Optimal tensegrity structures in bending: The discrete Michell truss

This paper provides the closed form analytical solution to the problem of minimizing the material volume required to support a given set of bending loads with a given number of discrete structural members, subject to material yield constraints. The solution is expressed in terms of two variables, the aspect ratio, ρ^-1, and complexity of the structure, q (the total number of members of the structure is equal to q(q+1)). The minimal material volume (normalized) is also given in closed form by a simple function of ρ and q, namely, V=q(ρ^-1/q-ρ^1/q). The forces for this nonlinear problem are shown to satisfy a linear recursive equation, from node-to-node of the structure. All member lengths are specified by a linear recursive equation, dependent only on the initial conditions involving a user specified length of the structure.

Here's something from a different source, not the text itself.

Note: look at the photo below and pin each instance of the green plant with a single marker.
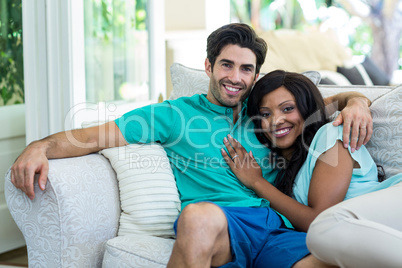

The final optimal design is a class 2 tensegrity structure. Our results generate the 1904 results of Michell in the special case when the selected complexity q approaches infinity. Providing the optimum in terms of a given complexity has the obvious advantage of relating complexity q to other criteria, such as costs, fabrication issues, and control. If the structure is manufactured with perfect joints (no glue, welding material, etc.), the minimal mass complexity is infinite. But in the presence of any joint mass, the optimal structural complexity is finite, and indeed quite small. Hence, only simple structures (low complexity q) are needed for practical design.